Instinctivement, j'ai envie de dire que beaucoup des séries que j'ai vues dans ma propre jeunesse lui seraient recommandées. Punky Brewster, par exemple, très bien. Ricky ou la Belle Vie, très bien aussi. Des séries mignonnes, tous publics (enfin, je me suis pas fait d'intégrale mais d'après mes souvenirs et les pilotes revus récemment, je pense quand même que je ne m'avance pas trop), mais pas abrutissantes. Je ne vais pas me donner la peine de donner naissance à un gamin si c'est uniquement pour qu'il aille grossir les flots de décérébrés qu'on trouve déjà en quantités un peu partout. Non, si je dois avoir un mioche, autant ne pas le trépaner. Car ces séries ont quand même le mérite de n'être pas totalement des séries de Bisounours : une orpheline qui vit dans la rue, un petit garçon qui n'a pas de maman... bon, on ne va pas se le cacher, ce que je vais donner à manger téléphagiquement à mon gamin imaginaire, c'est pas quelque chose d'idéalisé.
Hélas, je n'arrive pas à penser à un exemple de série récente qui s'inscrive dans cette démarche.

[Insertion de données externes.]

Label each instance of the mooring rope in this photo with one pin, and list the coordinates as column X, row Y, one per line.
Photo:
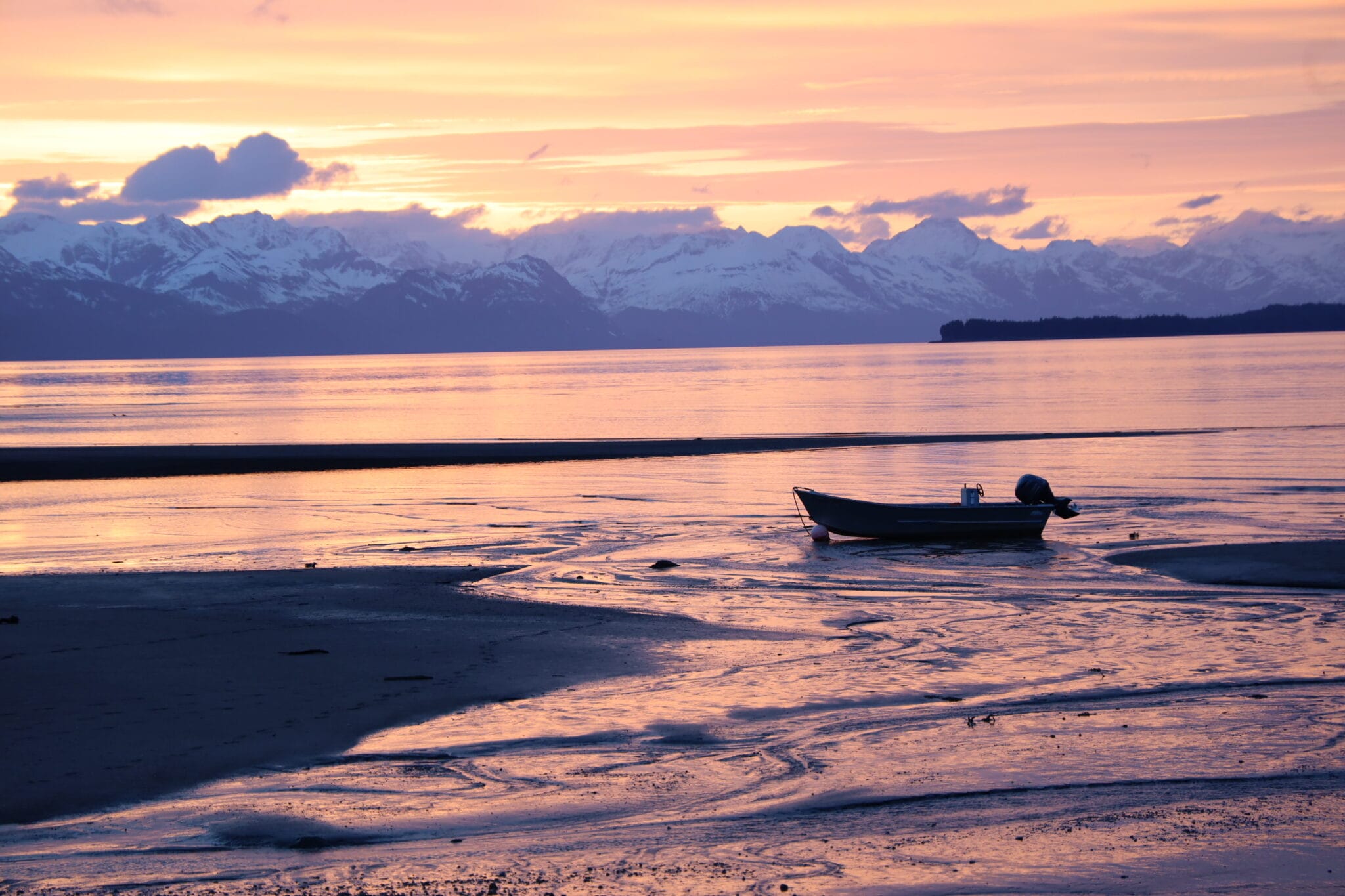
column 799, row 511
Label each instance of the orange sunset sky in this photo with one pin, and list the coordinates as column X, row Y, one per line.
column 1106, row 114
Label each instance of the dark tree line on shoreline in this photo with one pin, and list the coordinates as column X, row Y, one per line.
column 1313, row 317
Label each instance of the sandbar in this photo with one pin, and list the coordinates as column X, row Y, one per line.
column 123, row 687
column 1287, row 565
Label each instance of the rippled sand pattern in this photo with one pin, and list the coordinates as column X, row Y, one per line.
column 1000, row 717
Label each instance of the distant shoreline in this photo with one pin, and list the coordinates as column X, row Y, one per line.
column 129, row 461
column 1313, row 317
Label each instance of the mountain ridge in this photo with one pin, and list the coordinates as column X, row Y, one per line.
column 573, row 288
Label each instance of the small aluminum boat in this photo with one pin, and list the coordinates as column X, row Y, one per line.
column 910, row 522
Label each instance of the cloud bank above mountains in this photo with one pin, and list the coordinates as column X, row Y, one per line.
column 181, row 181
column 187, row 181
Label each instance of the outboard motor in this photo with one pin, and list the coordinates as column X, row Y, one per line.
column 1033, row 489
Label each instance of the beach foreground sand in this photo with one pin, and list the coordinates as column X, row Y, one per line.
column 123, row 687
column 1289, row 565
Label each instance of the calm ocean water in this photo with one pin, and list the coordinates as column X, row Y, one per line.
column 1098, row 385
column 1128, row 754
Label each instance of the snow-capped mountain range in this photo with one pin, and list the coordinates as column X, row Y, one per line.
column 245, row 284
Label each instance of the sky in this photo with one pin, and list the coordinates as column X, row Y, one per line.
column 1030, row 121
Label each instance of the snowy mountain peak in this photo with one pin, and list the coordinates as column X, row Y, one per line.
column 943, row 240
column 807, row 241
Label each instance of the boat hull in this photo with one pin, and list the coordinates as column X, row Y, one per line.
column 912, row 522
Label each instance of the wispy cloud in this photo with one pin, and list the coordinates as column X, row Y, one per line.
column 861, row 230
column 1007, row 200
column 268, row 10
column 1048, row 227
column 50, row 188
column 1200, row 202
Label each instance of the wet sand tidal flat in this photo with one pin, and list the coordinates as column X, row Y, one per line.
column 844, row 717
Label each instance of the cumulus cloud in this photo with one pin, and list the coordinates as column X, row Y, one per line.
column 1048, row 227
column 628, row 223
column 1199, row 202
column 1007, row 200
column 259, row 165
column 50, row 188
column 181, row 179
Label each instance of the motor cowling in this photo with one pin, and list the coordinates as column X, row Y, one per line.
column 1033, row 489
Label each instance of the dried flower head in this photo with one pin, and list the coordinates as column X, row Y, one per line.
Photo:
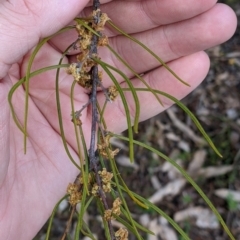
column 95, row 189
column 112, row 93
column 107, row 215
column 116, row 206
column 75, row 196
column 121, row 234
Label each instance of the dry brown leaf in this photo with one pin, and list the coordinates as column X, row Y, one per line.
column 204, row 217
column 185, row 129
column 172, row 188
column 214, row 171
column 197, row 162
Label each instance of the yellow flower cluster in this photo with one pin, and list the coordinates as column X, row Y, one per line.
column 108, row 214
column 121, row 234
column 104, row 148
column 106, row 180
column 75, row 195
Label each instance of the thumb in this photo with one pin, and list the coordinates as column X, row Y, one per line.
column 23, row 23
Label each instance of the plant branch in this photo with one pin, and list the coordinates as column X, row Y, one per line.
column 95, row 80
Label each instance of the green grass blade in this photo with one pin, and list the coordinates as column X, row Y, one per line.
column 133, row 91
column 134, row 72
column 190, row 114
column 188, row 178
column 52, row 217
column 130, row 133
column 148, row 50
column 28, row 72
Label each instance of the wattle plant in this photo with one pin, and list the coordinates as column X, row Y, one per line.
column 95, row 181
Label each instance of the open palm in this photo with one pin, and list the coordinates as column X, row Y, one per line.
column 177, row 31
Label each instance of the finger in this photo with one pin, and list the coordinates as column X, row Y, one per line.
column 22, row 25
column 138, row 16
column 172, row 41
column 42, row 89
column 4, row 130
column 175, row 40
column 192, row 68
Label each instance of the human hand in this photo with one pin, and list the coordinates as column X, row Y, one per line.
column 177, row 31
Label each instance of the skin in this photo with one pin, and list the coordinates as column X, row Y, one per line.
column 177, row 31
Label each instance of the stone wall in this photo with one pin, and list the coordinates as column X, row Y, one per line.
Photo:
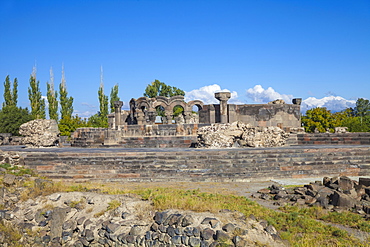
column 134, row 136
column 349, row 138
column 281, row 115
column 117, row 164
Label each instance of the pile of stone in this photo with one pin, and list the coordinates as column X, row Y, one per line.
column 40, row 133
column 239, row 134
column 331, row 193
column 90, row 219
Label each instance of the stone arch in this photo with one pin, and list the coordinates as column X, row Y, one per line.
column 197, row 103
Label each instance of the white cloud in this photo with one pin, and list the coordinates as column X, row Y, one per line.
column 332, row 103
column 260, row 95
column 207, row 95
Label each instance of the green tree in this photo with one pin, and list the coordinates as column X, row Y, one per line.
column 36, row 100
column 103, row 102
column 318, row 118
column 11, row 117
column 52, row 97
column 113, row 97
column 66, row 103
column 10, row 96
column 67, row 123
column 100, row 119
column 158, row 88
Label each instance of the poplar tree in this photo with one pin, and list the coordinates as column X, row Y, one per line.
column 66, row 103
column 52, row 97
column 35, row 97
column 113, row 97
column 10, row 96
column 103, row 103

Des idées ?
Mais surtout, c'est ensuite que les choses se jouent. Jusque là c'est facile : le mioche vit en circuit quasi-fermé, il n'a pas de raison de sortir du cadre scolaire ou familial sans encadrement, il est culturellement contrôlable. Mais vient l'âge honni de la pré-adolescence, et là, tout bascule. Les forces qui sont en jeu sont énormes. Il faut lutter contre la société toute entière.

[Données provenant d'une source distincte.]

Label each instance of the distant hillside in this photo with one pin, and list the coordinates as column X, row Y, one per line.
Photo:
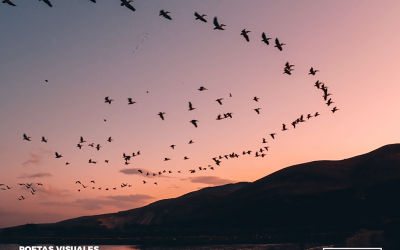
column 331, row 196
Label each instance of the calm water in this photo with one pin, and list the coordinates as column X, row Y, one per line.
column 210, row 247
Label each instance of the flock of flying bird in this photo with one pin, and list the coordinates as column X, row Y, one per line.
column 217, row 160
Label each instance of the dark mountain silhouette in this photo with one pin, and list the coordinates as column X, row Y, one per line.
column 314, row 197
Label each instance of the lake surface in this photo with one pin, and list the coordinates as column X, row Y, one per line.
column 209, row 247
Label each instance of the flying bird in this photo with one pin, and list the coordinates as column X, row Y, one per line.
column 317, row 84
column 165, row 14
column 288, row 66
column 201, row 18
column 190, row 106
column 9, row 2
column 130, row 101
column 127, row 4
column 202, row 88
column 334, row 110
column 47, row 2
column 217, row 25
column 312, row 71
column 265, row 39
column 244, row 34
column 107, row 99
column 219, row 100
column 27, row 137
column 161, row 114
column 287, row 71
column 278, row 44
column 194, row 122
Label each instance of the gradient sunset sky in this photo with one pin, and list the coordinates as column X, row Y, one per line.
column 88, row 51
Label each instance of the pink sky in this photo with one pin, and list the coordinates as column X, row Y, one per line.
column 88, row 51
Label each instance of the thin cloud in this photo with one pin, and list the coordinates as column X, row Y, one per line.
column 36, row 158
column 38, row 175
column 50, row 190
column 135, row 171
column 120, row 201
column 130, row 198
column 211, row 180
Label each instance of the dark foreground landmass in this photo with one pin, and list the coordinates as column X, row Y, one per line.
column 321, row 201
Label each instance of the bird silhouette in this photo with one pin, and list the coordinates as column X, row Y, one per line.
column 107, row 99
column 278, row 44
column 201, row 18
column 194, row 122
column 202, row 88
column 47, row 2
column 27, row 137
column 190, row 106
column 312, row 71
column 217, row 25
column 288, row 66
column 127, row 4
column 161, row 114
column 334, row 110
column 9, row 2
column 317, row 84
column 130, row 101
column 165, row 14
column 244, row 34
column 264, row 38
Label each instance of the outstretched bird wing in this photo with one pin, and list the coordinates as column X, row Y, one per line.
column 128, row 5
column 216, row 22
column 9, row 2
column 48, row 3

Le défi ? Éloigner mon rejeton des tentations des séries Disney.
En garde, héritières hélas inévitables de Hannah Montana, remakes honteux de Phénomène Raven, surenchères de niaiseries chantées à la Sonny with a Chance ! Ce n'est pas parce que tout le monde les regarde qu'il faut que le fruit de mes entrailles en fasse autant. Et si tout le monde se jette du haut d'un pont, est-ce qu-... Hm. Passons. Non, c'est un combat à la vie à la mort pour le salut de l'âme de la Bête pré-adolescente qui vit dans la chambre dans laquelle je ne peux plus entrer. Oh, c'est sûr, je vais me faire haïr pour ça, mais de toute façon je vais me faire haïr, alors autant que ce soit pour la bonne cause.

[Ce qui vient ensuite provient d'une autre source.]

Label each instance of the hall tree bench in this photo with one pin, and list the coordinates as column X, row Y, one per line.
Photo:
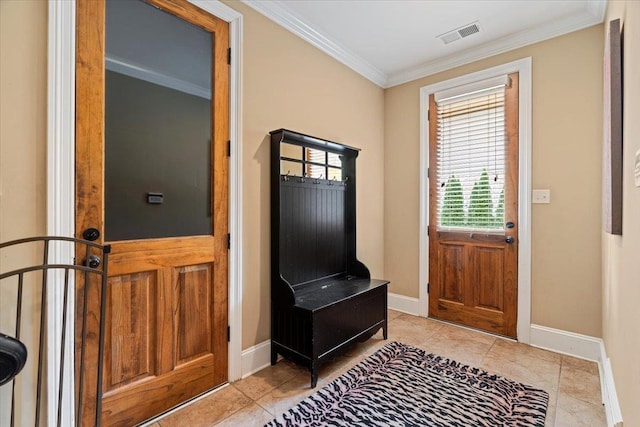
column 323, row 300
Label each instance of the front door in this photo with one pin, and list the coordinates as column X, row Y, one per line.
column 473, row 193
column 152, row 125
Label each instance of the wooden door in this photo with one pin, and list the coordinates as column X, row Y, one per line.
column 166, row 310
column 473, row 272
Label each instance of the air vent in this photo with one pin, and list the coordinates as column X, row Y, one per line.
column 460, row 33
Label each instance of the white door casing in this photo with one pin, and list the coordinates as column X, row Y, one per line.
column 61, row 189
column 523, row 67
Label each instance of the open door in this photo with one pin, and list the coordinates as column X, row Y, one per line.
column 152, row 125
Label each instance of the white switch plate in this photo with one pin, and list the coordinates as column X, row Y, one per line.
column 541, row 196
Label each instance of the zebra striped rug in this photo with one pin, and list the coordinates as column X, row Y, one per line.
column 401, row 385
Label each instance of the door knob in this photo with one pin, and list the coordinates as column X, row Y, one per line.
column 91, row 234
column 93, row 261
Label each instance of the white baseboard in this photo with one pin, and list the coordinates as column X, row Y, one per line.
column 404, row 304
column 608, row 388
column 256, row 358
column 584, row 347
column 570, row 343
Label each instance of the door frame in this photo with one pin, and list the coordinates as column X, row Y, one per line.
column 523, row 67
column 61, row 183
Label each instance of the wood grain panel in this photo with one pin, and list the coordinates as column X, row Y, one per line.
column 193, row 316
column 89, row 146
column 153, row 327
column 135, row 403
column 451, row 278
column 476, row 284
column 488, row 277
column 130, row 345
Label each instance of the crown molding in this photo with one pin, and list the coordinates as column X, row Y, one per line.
column 282, row 15
column 504, row 44
column 279, row 13
column 137, row 71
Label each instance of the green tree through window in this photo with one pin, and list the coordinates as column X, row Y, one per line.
column 453, row 206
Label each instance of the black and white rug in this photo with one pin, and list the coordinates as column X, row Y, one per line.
column 401, row 385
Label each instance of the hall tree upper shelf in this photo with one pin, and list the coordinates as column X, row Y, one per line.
column 323, row 299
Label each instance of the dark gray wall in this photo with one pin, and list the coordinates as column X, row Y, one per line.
column 157, row 140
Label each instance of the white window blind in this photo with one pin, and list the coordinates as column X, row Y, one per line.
column 471, row 159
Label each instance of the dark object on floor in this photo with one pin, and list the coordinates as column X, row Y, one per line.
column 323, row 299
column 13, row 355
column 401, row 385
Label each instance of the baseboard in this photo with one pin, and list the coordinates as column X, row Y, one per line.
column 256, row 358
column 584, row 347
column 608, row 388
column 404, row 304
column 570, row 343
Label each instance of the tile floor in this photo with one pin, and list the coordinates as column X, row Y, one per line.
column 573, row 384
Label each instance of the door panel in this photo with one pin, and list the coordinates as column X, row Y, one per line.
column 488, row 262
column 473, row 273
column 166, row 322
column 193, row 314
column 451, row 271
column 130, row 345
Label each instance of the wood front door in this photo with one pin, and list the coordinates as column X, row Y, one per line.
column 473, row 264
column 152, row 179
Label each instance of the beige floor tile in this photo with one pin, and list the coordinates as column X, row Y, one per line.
column 287, row 395
column 456, row 332
column 459, row 344
column 406, row 332
column 427, row 326
column 528, row 370
column 572, row 384
column 392, row 314
column 208, row 411
column 258, row 384
column 585, row 365
column 513, row 350
column 572, row 412
column 252, row 415
column 550, row 419
column 580, row 384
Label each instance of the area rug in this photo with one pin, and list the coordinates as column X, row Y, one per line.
column 401, row 385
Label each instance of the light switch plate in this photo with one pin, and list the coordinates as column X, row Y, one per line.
column 637, row 168
column 541, row 196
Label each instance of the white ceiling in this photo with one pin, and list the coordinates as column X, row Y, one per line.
column 395, row 41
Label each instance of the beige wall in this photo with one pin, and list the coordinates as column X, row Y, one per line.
column 287, row 83
column 290, row 84
column 23, row 109
column 566, row 138
column 23, row 112
column 621, row 254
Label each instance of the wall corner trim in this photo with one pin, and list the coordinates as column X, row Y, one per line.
column 608, row 388
column 403, row 304
column 569, row 343
column 584, row 347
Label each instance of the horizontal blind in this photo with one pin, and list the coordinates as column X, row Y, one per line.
column 470, row 151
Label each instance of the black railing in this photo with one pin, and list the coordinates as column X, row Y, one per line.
column 88, row 294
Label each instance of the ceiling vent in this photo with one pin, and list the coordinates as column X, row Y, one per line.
column 460, row 33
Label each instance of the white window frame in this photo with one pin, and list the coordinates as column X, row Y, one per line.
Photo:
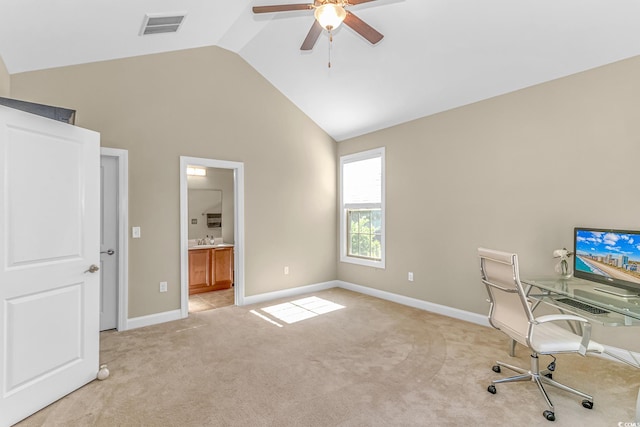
column 344, row 257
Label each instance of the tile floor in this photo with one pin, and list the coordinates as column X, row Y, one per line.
column 211, row 300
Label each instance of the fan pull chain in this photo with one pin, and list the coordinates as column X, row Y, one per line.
column 330, row 44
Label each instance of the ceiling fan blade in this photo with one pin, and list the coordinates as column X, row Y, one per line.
column 362, row 28
column 281, row 8
column 312, row 36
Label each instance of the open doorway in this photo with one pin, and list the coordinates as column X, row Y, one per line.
column 204, row 241
column 114, row 197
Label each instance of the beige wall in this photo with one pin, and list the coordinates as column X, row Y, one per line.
column 516, row 172
column 205, row 103
column 5, row 81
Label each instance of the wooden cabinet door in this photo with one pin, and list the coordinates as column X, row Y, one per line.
column 199, row 276
column 222, row 268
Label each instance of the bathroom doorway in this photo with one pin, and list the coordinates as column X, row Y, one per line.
column 232, row 208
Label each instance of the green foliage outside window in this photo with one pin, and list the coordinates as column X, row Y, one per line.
column 364, row 233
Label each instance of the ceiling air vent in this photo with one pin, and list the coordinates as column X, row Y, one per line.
column 165, row 23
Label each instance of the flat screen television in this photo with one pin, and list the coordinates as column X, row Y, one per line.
column 610, row 257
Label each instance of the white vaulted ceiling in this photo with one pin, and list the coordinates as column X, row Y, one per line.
column 436, row 54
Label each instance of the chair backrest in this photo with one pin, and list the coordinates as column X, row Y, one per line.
column 510, row 309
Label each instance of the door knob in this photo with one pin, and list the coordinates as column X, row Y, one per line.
column 92, row 269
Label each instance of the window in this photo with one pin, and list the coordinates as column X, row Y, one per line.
column 362, row 208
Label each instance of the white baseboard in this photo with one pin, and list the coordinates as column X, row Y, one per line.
column 291, row 292
column 417, row 303
column 153, row 319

Et avec les années, le défi va augmenter. Alors qu'inexorablement, je vais devoir laisser l'Animal sortir de la maison de plus en plus souvent, pour des motifs qui me sembleront ridicules tels qu'aller faire du lèche-vitrines, se retrouver pour jouer au foot, ou même, jusqu'où ira la débauche, des pyjama parties (et encore, Dieu nous préserve des goûters d'anniversaires, mais enfin tu l'as pas déjà fêté l'année dernière ?!), je vais perdre le peu de contrôle que j'avais sur la consommation téléphagique de la Bête, c'est sûr.
C'est pour ça qu'il faut prendre les devants avant même les 10 ans. C'est ce que préconisent tous les spécialistes de la téléphagie. Statistiquement, c'est à ce moment-là ou jamais. Il me faudra alors regarder le plus possible de bonnes séries avec mon gamin, des séries récentes, évidemment, on ne veut pas l'effrayer ce petit, mais des classiques, aussi : 10 ans, La Belle et la Bête. 11 ans, Une Nounou d'Enfer. 12 ans, V. 13 ans, Oishii Gohan.14 ans, Pushing Daisies. 15 ans, Angela, 15 ans. 16 ans, A la Maison Blanche, Boston Public, Mousou Shimai, Roseanne, Better Off Ted... Je n'aurai jamais assez de temps !
Et ne pas juste lui faire regarder, non, regarder avec lui, et discuter, discuter, discuter, et expliquer, expliquer, expliquer...
Ça m'épuise juste d'en parler.
C'était déjà tellement difficile de m'éduquer moi-même téléphagiquement ! Regardez : bientôt 30 ans, et j'en suis à peine à aborder l'Asie, l'Afrique, l'Amérique du Sud... Non, il y a trop de boulot. La tâche est énorme.
Rien que pour ça, papa, maman, désolée, mais je ne ferai jamais d'enfant.